Hash tables are the most commonly used nontrivial data structures, and the most popular implementation on standard hardware uses linear probing, which is both fast and simple.
Open addressing
Open addressing, or closed hashing, is a method of collision resolution in hash tables. With this method a hash collision is resolved by probing, or searching through alternate locations in the array (the probe sequence) until either the target record is found, or an unused array slot is found, which indicates that there is no such key in the table.
Linear probing
Each cell of a hash table stores a single key–value pair. When the hash function causes a collision by mapping a new key to a cell of the hash table that is already occupied by another key, linear probing searches the table for the closest following free location and inserts the new key there. Lookups are performed in the same way, by searching the table sequentially starting at the position given by the hash function, until finding a cell with a matching key or an empty cell.
Tested with 1 million records
- Make memcpy to memcpy_s
In computer science, amortized analysis is a method for analyzing a given algorithm's complexity, or how much of a resource, especially time or memory, it takes to execute. The motivation for amortized analysis is that looking at the worst-case run time per operation, rather than per algorithm, can be too pessimistic.
While certain operations for a given algorithm may have a significant cost in resources, other operations may not be as costly. The amortized analysis considers both the costly and less costly operations together over the whole series of operations of the algorithm. This may include accounting for different types of input, length of the input, and other factors that affect its performance.

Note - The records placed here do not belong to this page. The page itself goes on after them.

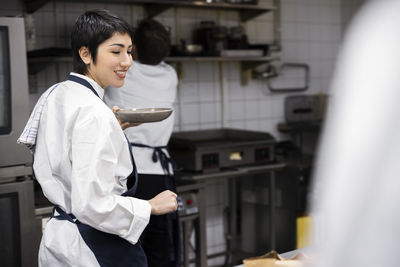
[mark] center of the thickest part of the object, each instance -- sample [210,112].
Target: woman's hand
[164,202]
[124,124]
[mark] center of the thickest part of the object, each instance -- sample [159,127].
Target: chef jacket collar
[96,86]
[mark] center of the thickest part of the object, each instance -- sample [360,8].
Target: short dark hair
[152,42]
[91,29]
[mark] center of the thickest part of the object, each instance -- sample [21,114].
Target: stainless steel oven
[20,231]
[14,97]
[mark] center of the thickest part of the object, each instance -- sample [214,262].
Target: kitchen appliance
[19,229]
[192,219]
[211,37]
[214,150]
[304,108]
[15,160]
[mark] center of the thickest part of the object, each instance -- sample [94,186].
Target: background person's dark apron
[110,250]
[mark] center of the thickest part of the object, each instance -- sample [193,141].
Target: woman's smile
[114,57]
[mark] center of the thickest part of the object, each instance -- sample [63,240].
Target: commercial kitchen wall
[311,32]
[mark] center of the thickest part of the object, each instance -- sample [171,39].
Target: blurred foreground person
[357,180]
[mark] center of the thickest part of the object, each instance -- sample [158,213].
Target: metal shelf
[154,8]
[36,64]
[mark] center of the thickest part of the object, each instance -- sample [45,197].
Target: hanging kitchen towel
[28,136]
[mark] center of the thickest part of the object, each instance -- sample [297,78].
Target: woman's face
[113,61]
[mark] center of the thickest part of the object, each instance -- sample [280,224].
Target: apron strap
[159,154]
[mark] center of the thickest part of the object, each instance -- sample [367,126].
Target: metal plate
[142,115]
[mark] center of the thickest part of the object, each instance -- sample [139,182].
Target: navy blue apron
[110,250]
[169,182]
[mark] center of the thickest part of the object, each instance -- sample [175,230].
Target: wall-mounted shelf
[36,64]
[154,8]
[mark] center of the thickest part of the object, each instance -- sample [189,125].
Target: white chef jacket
[81,161]
[147,86]
[357,176]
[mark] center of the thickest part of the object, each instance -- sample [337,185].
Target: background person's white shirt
[358,167]
[81,161]
[147,86]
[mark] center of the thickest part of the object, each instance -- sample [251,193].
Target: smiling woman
[82,159]
[113,60]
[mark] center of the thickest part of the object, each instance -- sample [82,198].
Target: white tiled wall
[210,95]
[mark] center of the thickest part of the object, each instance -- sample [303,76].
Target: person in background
[151,83]
[82,159]
[357,181]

Hash tables are O(1) average and amortized case complexity, however it suffers from O(n) worst case time complexity.
Hash tables suffer from O(n) worst time complexity due to two reasons:
- If too many elements were hashed into the same key: looking inside this key may take O(n) time.
- Once a hash table has passed its load balance - it has to rehash [create a new bigger table, and re-insert each element to the table].
However, it is said to be O(1) average and amortized case because:
- It is very rare that many items will be hashed to the same key [if you chose a good hash function and you don't have too big load balance.
The rehash operation, which is O(n), can at most happen after n/2 ops, which are all assumed O(1): Thus when you sum the average time per op, you get : (n*O(1) + O(n)) / n) = O(1)
Find and remove the desired element:
- Find and remove the desired element.
- Go to the next bucket
- If the bucket is empty, quit
- If the bucket is full, delete the element in that bucket and re-add it to the hash table using the normal means. The item must be removed before re-adding, because it is likely that the item could be added back into its original spot.
- Repeat step 2.